A success story 100 Years of Teaching German in India

Celebrating 100 years of teaching German
Celebrating 100 years of teaching German | Photo: Goethe-Institut / Max Mueller Bhavan New Delhi

It all started in the year 1914. The first German lessons in India were imparted in Pune and Mumbai. A hundred years later in 2014, most of the celebrations to mark the centenary, also took place in these cities.
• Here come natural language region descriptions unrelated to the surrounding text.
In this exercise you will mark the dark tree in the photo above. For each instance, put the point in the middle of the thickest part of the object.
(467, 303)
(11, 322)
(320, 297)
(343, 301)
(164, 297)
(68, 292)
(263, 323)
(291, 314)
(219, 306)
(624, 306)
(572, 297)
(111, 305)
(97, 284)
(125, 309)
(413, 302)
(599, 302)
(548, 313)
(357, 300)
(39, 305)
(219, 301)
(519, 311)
On the hundredth anniversary of teaching German in India, let us take a look at the history, progress achieved and prospects for the language.

The year 2014 was replete with anniversary celebrations.  Besides workshops by German language Authors, an exhibition, concerts, a music, dance and theatre festival, numerous lectures and symposia on German; there were a series of events focussed especially on the school and college students of the language.  The students displayed their knowledge of German language and culture in a Quiz on Germany, an essay contest, a cooking competition on dishes from Germany, Switzerland and Austria and a singing competition. “It was great teamwork and a lot of job satisfaction,” recognized Savita Kelkar, member of the organising committee of the year.  By ‘teamwork’ she implied the collaborative effort put by the University of Pune, the University of  Mumbai, the German Embassy, the Indo-German Chamber of Commerce, the Indo-German Teachers Association (InDaF), DAAD and the Goethe Institute, all of whom were involved in planning of the anniversary year.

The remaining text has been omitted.